A former employee of Brothers International Food Corporation, a Rochester, NY-based supplier of bulk-packaged food ingredients, filed a lawsuit alleging violations of the FSMA's whistleblower provisions. Chase v. Brothers International Food Corp., No. 6:13-cv-06297 (W.D.N.Y. filed June 6, 2013). The former employee claims that he was terminated in retaliation for voicing concerns over the employer's practice of re-dating expired food products and targeting sales of those products to young children. However, the employer counters that the employee was fired for lawful reasons, and is maintaining a separate lawsuit claiming that the former employee stole confidential business information.
The FSMA contains strong protections for whistleblowers because of its focus on the prevention, rather than the containment, of foodborne illnesses. The Grocery Manufacturers Association (GMA), which represents the interests of the food and beverage industry, stated in a recent press release that the FSMA "represents the most comprehensive reform of our nation's food safety laws and regulations in more than 70 years." The Food and Drug Administration recently released two proposed rules addressing foreign supplier verification and the accreditation of third party auditors.

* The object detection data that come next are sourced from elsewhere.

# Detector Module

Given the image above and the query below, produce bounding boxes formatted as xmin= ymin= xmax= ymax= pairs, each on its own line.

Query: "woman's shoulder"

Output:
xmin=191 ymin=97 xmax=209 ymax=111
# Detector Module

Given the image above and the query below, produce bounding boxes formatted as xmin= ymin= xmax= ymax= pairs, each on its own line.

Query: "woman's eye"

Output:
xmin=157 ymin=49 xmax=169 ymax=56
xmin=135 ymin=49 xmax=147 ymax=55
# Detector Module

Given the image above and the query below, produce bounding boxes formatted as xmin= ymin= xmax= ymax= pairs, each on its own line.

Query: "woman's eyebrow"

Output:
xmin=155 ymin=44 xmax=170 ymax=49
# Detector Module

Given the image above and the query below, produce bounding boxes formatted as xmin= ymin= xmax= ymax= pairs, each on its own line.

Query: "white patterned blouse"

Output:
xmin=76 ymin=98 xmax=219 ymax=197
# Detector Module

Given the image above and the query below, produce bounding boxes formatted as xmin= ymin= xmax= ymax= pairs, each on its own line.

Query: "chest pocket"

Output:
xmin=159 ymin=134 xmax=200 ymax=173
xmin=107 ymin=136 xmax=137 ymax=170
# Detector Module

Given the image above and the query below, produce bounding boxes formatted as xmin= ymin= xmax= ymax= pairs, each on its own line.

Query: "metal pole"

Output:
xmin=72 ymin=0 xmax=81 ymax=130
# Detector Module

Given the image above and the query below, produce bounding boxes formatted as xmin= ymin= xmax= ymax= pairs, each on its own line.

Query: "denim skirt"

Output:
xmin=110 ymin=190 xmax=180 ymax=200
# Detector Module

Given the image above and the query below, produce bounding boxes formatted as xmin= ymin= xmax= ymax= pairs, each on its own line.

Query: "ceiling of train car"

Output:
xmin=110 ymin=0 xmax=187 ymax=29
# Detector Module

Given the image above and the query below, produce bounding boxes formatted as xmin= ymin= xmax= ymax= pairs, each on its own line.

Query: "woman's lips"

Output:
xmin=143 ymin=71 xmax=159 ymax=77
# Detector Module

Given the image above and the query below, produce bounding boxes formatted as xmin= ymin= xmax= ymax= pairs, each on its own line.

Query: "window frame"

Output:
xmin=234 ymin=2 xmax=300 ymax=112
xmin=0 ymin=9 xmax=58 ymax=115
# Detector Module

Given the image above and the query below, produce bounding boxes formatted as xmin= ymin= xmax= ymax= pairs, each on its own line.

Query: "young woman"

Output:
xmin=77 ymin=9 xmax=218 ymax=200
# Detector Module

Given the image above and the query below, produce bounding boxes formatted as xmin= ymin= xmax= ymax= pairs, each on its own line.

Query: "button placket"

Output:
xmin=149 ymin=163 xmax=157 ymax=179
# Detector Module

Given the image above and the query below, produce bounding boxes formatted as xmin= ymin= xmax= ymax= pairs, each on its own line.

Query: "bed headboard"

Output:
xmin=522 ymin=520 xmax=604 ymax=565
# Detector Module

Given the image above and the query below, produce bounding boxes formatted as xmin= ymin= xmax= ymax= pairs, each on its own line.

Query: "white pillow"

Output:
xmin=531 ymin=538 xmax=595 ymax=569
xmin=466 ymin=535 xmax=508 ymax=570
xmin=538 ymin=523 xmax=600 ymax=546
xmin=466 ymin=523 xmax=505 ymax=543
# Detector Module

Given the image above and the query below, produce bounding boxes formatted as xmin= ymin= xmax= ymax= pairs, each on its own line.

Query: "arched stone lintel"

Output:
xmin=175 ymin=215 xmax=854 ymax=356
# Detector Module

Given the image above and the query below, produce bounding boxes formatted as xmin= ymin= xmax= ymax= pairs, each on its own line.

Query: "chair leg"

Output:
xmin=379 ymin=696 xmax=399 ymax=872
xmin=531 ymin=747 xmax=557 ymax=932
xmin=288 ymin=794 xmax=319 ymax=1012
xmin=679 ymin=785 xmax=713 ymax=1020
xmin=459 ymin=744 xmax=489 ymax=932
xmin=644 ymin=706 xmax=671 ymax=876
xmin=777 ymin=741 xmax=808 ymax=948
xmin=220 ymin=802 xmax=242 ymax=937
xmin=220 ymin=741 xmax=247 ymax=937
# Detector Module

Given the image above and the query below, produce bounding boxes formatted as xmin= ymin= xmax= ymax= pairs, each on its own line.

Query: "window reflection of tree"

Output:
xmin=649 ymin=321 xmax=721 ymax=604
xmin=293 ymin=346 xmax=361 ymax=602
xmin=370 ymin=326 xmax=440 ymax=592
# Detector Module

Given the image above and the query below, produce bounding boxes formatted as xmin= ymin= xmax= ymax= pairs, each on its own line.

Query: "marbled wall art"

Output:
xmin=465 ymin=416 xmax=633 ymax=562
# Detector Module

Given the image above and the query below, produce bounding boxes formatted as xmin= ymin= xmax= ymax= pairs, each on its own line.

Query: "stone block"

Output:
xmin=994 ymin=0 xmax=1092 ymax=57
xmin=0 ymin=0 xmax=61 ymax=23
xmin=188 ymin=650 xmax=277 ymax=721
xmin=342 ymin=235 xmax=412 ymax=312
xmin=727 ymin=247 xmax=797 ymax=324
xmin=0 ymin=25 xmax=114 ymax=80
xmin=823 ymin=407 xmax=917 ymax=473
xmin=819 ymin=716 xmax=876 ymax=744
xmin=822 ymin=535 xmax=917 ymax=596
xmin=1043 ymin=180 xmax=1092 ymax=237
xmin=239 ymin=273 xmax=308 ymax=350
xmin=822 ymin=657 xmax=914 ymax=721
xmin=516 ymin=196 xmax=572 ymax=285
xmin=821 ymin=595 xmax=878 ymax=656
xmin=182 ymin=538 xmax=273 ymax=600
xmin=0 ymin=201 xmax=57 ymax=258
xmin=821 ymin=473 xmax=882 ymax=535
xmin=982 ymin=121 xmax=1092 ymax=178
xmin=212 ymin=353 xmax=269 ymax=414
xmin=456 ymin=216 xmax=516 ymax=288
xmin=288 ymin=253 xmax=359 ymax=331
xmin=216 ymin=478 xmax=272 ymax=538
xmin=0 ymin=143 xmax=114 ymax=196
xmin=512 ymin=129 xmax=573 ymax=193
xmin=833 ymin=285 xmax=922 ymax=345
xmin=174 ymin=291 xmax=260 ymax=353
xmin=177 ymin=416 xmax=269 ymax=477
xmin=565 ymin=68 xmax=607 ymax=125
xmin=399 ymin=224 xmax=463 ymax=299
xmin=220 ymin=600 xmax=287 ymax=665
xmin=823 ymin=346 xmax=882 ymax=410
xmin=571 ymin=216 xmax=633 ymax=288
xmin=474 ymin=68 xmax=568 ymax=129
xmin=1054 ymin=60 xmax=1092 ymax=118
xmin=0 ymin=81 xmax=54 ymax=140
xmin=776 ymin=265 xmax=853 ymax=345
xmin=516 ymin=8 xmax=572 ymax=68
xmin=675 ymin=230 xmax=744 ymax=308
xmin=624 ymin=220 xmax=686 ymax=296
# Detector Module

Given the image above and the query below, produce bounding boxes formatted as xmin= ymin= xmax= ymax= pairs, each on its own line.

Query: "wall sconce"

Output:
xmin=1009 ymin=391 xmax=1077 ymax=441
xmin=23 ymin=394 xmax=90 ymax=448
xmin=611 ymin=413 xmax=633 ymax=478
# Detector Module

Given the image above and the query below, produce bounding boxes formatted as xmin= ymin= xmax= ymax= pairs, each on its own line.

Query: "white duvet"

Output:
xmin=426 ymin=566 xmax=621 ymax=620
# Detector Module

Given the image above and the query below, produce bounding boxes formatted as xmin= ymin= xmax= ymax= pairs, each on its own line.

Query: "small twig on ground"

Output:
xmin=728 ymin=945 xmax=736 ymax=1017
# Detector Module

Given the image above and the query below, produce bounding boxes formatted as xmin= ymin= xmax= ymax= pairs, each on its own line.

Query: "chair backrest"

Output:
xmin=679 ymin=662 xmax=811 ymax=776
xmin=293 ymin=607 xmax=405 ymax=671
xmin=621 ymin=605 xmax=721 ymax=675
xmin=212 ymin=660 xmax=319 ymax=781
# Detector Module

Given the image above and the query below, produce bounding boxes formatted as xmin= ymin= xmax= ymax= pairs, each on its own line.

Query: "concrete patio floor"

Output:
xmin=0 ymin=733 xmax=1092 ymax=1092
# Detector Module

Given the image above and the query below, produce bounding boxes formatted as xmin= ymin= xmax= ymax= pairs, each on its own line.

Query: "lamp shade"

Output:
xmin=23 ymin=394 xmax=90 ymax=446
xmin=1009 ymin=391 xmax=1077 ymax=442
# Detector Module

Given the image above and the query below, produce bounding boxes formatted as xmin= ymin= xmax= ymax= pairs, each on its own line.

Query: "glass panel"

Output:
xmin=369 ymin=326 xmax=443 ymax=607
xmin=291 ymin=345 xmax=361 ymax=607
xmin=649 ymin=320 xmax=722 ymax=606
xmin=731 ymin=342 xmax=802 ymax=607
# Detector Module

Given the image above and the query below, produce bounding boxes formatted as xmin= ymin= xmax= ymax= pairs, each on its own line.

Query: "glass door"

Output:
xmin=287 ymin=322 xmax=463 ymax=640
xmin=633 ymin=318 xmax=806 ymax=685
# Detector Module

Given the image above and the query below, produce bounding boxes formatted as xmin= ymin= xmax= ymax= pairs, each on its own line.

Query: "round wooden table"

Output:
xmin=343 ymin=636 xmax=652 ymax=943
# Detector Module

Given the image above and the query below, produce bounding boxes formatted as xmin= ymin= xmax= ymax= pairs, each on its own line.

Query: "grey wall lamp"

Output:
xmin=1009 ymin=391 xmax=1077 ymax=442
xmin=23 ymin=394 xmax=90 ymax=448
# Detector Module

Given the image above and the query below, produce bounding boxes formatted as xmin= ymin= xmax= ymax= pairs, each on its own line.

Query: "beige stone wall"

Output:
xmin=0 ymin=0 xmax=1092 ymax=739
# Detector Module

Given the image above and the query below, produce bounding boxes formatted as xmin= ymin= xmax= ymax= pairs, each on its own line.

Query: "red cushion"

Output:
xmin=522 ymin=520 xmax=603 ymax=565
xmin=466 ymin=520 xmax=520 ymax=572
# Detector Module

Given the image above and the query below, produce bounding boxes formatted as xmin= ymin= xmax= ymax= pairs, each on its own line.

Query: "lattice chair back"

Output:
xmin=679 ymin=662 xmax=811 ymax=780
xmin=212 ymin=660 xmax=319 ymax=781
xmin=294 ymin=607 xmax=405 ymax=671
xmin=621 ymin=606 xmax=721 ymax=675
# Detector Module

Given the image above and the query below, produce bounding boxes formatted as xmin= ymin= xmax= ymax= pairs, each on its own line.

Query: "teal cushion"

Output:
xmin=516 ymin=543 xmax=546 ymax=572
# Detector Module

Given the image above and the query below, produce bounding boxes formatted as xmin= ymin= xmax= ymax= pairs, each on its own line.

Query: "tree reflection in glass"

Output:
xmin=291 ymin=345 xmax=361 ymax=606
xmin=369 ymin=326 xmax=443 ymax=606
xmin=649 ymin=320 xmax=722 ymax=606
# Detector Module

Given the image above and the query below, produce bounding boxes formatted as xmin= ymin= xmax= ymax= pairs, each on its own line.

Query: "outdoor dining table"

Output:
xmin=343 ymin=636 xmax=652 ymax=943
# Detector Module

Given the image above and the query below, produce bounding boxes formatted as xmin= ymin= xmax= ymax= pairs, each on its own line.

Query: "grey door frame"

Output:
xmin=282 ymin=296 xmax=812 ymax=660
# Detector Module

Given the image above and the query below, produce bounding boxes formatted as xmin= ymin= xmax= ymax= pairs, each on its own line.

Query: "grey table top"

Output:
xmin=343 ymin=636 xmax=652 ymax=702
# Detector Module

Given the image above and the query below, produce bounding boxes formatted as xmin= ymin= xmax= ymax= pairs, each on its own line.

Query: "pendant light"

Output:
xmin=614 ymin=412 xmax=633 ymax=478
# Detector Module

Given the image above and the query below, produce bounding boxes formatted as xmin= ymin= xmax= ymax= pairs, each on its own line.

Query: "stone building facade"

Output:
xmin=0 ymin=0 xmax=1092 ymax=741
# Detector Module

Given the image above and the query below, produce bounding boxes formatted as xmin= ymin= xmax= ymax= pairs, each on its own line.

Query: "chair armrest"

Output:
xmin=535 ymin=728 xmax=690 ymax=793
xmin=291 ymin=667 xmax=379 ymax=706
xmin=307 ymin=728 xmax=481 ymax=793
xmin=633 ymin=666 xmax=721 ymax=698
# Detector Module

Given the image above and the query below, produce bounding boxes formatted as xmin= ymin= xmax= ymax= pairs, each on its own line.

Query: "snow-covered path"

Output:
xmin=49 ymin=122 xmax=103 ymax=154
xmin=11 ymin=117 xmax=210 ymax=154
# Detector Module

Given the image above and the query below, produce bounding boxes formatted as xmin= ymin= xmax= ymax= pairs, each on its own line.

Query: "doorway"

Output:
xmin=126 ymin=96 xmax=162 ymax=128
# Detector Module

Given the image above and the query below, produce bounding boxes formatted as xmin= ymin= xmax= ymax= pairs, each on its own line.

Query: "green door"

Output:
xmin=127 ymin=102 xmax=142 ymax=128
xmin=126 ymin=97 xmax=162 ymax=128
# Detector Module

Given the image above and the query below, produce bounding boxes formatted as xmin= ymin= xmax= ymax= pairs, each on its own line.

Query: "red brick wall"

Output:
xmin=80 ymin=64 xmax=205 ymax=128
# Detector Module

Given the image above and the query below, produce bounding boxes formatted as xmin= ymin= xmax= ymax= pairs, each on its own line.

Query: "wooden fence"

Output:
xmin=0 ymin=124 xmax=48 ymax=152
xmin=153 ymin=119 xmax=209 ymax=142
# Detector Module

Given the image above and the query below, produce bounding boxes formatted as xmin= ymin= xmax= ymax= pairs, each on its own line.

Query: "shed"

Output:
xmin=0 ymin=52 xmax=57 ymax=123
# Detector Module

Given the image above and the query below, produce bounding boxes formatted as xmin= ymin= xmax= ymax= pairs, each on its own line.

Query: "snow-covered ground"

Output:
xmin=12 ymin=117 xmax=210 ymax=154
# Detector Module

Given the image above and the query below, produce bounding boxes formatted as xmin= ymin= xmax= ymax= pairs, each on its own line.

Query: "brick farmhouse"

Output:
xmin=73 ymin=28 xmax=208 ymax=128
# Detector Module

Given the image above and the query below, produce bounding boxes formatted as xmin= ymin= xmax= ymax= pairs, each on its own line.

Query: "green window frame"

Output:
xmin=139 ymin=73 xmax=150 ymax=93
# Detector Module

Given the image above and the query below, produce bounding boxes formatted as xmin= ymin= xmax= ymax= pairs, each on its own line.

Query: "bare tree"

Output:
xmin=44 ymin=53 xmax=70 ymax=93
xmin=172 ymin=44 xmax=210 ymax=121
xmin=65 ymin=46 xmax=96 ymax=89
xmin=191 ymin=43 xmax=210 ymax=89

In addition to the whistleblower provisions of the FSMA, public corporations in the food and beverage industry must remain vigilant of whistleblower and associated liability under other applicable laws. For example, employers must ensure compliance with the Foreign Corrupt Practices Act (FCPA), which may trigger the whistleblower provisions of the Sarbanes-Oxley Act of 2002 (SOX) and the Dodd-Frank Wall Street Reform and Consumer Protection Act of 2010. In 2011, Tyson Foods paid $5 million to settle an SEC action and related criminal charges brought by the Department of Justice regarding alleged FCPA violations.
To that end, as this area continues to develop, employers should review their internal complaint procedures (especially if internal compliance programs are required by SOX) and provide adequate supervisor training regarding all applicable laws to avoid agency scrutiny as a result of an external whistleblower complaint.